Abraham Lincoln on Thanksgiving: Gratitude in Times of “National Perverseness”

A time to give thanks? Check.

A time of “national perverseness”? Check.

And who better than the near-mythological figure Abraham Lincoln to remind us that even when things seem to be falling apart–the Civil War gets more points on that score than our own–it’s important to make time to give it all a rest and be thankful for what the earth has provided and for all of us who are still here in good health to enjoy it together.

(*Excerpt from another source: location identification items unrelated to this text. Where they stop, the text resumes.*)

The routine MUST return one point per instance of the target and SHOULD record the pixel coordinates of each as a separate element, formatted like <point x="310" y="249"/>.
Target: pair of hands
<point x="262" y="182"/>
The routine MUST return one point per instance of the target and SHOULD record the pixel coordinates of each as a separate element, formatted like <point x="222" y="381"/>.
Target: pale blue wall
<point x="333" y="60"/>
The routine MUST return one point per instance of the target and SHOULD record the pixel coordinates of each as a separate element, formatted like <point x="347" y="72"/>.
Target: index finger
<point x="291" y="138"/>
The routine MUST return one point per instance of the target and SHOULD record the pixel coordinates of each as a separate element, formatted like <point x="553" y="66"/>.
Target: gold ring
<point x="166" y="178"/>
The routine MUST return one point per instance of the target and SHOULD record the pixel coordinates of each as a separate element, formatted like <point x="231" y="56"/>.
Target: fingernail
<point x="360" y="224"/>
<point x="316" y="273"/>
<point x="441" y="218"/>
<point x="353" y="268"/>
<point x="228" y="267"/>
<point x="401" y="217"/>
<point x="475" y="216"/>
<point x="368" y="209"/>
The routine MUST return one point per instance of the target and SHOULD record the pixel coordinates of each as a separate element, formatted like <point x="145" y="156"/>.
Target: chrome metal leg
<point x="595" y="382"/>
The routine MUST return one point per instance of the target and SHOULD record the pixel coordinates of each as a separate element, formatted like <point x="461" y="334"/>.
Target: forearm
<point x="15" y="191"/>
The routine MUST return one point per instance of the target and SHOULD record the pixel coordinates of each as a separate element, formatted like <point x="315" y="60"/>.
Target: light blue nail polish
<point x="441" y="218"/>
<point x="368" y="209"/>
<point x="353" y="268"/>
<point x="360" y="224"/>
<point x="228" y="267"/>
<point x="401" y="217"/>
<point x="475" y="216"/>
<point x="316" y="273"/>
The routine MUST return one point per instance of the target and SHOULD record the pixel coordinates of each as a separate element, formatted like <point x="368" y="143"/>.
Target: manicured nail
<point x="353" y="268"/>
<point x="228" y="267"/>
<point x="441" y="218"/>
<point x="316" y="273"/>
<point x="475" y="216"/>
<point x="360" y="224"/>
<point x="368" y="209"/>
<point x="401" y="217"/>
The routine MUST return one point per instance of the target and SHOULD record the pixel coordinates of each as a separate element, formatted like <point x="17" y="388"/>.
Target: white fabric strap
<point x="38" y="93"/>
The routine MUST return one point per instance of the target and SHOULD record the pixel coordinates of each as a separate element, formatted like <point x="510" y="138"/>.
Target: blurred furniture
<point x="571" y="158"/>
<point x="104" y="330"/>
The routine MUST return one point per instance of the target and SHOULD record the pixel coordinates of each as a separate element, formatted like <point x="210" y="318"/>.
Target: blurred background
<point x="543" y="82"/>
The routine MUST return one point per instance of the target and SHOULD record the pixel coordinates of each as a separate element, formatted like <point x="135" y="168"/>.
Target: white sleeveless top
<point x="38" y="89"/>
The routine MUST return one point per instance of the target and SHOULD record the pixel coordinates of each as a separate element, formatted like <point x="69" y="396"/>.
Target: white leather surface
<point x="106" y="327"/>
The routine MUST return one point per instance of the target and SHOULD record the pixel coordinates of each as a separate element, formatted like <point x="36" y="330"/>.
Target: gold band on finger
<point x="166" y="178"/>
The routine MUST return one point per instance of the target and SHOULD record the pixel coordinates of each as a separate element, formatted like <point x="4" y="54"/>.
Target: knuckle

We are not engaged in Civil War, but it has been a year of catastrophe. Many Americans who were alive last Thanksgiving aren’t alive today, whether from natural disaster like the California fires, or manmade disaster, like the 35,000 Americans who die from gun violence every year.

So take a deep breath and savor the day.

From Abe’s proclamation of Thanksgiving as an official holiday, which appeared in The Atlantic in 1863.

It has seemed to be fit and proper that they should be solemnly, reverently, and gratefully acknowledged as with one heart and voice by the whole American people; I do, therefore, invite my fellow-citizens in every part of the United States, and also those who are at sea, and those who are sojourning in foreign lands, to set apart and observe the last Thursday of November next as a Day of Thanksgiving and Prayer to our beneficent Father who dwelleth in the heavens. And I recommend to them that, while offering up the ascriptions justly due to Him for such singular deliverances and blessings, they do also, with humble penitence for our national perverseness and disobedience, commend to His tender care all those who have become widows, orphans, mourners, or sufferers in the lamentable civil strife in which we are unavoidably engaged, and fervently implore the interposition of the Almighty hand to heal the wounds of the nation, and to restore it, as soon as may be consistent with the Divine purposes, to the full enjoyment of peace, harmony, tranquility, and union.

If you don’t pray to God, Abe’s rumbling, periodic sentence still works–give thanks to whatever forces at work in the universe remind you that you’re just a small part of things, but a small part capable of gratitude.

Have a great day, everybody!

2 comments

  1. The first official “Day of Thanksgiving” was proclaimed in 1637 by Massachusetts Governor John Winthrop. He did so to celebrate the safe return of English colony men from Mystic, Connecticut. They massacred 600 Pequots that had laid down their weapons and accepted Christianity. They were rewarded with a vicious and cowardly slaughter by their new “brothers in Christ.